Mixed

ÖVV-Damen besiegten Albanien, Herren erlitten Dämpfer

Österreichs Volleyball-Nationalteam der Damen ist nach dem Fehlstart in der EM-Qualifikation nun in die Erfolgsspur eingebogen. Einem 1:3 daheim gegen die Schweiz ließ die Mannschaft von ÖVV-Teamchefin Svetlana Ilic am Sonntag in Gruppe B in Tirana ein deutliches 3:0 (21,16,14) gegen Albanien folgen. Die Herren erlitten gegen Albanien eine 2:3-Niederlage.

Die Österreicherinnen erwischten gegen die Albanerinnen einen guten Start, holten sich den ersten Satz knapp, den zweiten deutlich. Im dritten Durchgang spießte es sich nur anfangs ein wenig, letztlich war er nach nur 21 Minuten mit 25:14 in der Tasche.

ÖVV-Teamchefin Svetlana Ilic war trotz des klaren Erfolges nicht ganz zufrieden: "Der Druck auf die Mädchen war enorm, weil sie wussten, dass nur ein Sieg unsere Chance auf die EM-Teilnahme aufrechterhalten konnte. Wir hatten einige Schwierigkeiten. Natürlich sind wir nun mit den drei Punkten zufrieden, aber die Mädchen wissen, dass sie die Qualität ihres Spiels rasch steigern müssen", meinte sie. Nikolina Maros (14), Srna Markovic (11), Sabrina Müller und Monika Chrtianska (je 10) waren die Topscorerinnen für Österreich.

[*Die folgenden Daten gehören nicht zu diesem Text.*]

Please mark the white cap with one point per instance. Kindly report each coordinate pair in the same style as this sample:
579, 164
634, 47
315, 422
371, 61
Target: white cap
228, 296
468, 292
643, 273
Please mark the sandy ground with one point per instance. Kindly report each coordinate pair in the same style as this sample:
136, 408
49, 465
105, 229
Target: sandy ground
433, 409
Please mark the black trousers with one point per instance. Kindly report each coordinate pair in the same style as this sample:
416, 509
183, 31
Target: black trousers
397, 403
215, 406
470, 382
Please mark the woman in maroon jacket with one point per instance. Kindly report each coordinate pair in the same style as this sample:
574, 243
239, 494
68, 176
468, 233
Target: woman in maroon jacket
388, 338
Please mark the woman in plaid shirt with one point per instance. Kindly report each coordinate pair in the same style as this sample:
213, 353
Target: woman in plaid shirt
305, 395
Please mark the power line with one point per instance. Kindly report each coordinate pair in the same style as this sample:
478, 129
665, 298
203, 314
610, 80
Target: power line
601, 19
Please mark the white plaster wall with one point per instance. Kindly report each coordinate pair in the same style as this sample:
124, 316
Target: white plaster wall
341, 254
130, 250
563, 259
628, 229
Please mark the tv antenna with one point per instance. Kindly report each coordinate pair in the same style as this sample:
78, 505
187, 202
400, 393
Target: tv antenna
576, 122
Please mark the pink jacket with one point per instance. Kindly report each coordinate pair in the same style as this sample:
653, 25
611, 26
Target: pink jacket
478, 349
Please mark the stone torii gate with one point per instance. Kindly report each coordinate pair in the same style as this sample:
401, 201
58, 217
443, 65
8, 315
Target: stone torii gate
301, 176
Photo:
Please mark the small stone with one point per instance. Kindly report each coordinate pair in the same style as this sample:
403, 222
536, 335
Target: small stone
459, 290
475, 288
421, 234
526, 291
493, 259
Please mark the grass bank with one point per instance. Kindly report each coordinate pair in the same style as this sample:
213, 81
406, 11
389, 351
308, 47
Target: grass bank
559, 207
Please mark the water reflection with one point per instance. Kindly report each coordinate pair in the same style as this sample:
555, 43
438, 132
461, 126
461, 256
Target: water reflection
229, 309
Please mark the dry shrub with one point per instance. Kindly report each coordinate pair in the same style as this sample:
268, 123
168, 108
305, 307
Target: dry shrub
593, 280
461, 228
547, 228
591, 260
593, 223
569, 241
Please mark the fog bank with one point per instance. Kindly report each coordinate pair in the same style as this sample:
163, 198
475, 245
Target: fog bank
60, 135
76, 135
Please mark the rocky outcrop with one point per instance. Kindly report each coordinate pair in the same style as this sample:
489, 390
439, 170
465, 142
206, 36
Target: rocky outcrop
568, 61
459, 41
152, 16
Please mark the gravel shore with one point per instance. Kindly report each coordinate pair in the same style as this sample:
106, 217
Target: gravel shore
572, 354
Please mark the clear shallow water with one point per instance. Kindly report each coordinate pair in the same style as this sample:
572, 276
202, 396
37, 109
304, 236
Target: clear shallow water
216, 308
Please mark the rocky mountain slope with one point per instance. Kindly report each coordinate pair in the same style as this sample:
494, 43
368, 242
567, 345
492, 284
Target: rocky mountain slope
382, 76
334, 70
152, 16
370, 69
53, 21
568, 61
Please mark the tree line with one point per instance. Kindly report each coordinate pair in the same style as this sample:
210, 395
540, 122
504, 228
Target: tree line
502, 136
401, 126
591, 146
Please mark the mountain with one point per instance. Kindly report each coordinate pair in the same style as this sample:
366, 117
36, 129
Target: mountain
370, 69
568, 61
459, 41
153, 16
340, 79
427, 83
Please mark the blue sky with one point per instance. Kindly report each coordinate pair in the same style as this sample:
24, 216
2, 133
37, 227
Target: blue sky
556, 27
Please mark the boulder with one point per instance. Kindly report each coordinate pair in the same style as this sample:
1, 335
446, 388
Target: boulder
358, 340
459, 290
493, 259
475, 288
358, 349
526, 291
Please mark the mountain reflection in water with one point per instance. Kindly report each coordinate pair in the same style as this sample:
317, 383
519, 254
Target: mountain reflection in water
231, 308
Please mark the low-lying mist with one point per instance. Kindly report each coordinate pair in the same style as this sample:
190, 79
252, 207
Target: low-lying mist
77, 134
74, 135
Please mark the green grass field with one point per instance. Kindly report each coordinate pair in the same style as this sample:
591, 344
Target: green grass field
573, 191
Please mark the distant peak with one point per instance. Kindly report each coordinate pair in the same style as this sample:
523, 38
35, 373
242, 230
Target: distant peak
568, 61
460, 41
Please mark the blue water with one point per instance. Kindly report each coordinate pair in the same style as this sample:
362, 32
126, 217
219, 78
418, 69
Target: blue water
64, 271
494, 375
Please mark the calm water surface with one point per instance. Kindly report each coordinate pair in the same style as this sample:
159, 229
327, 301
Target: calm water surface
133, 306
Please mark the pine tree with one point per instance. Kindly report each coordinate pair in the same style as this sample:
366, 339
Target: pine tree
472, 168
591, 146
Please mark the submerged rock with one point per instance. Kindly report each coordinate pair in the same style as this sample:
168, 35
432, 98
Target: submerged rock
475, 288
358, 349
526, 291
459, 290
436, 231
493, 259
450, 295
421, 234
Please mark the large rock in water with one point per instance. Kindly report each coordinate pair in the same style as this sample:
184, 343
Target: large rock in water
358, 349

Im Parallelspiel fertigte Kroatien auswärts in Schönenwerd die Schweiz mit 3:1 ab und führt die Tabelle nach zwei Siegen mit sechs Punkten an. Österreich und Schweiz halten bei je drei Zählern. Die Top zwei qualifizieren sich für die Endrunde 2019. Nächster Gegner ist am Mittwoch erneut auswärts Kroatien.

Das österreichische Volleyball-Nationalteam der Herren hat am Sonntag hingegen einen schweren Dämpfer in der EM-Qualifikation hinnehmen müssen. Nach dem Auftaktsieg gegen Kroatien bezog eine inkonstant aufspielende ÖVV-Equipe im zweiten Gruppenspiel gegen Albanien eine 2:3-Niederlage. Bereits am Mittwoch warten in Braga die noch makellosen Portugiesen (21:00 Uhr MESZ/live ORF Sport+).

"Wir haben versucht, alles an Energie auf den Platz zu bringen, aber es hat heute nicht gereicht", sagte ÖVV-Teamchef Michael Warm in einer ersten TV-Stellungnahme. Dabei machten sich die Österreicher mit vielen Eigenfehlern oftmals selbst das Leben schwer. Wie im Auftaktsatz, als sie nach zwischenzeitlich 13:18 einen wahren Kraftakt hinlegen mussten und sich Satz eins noch 29:27 holten.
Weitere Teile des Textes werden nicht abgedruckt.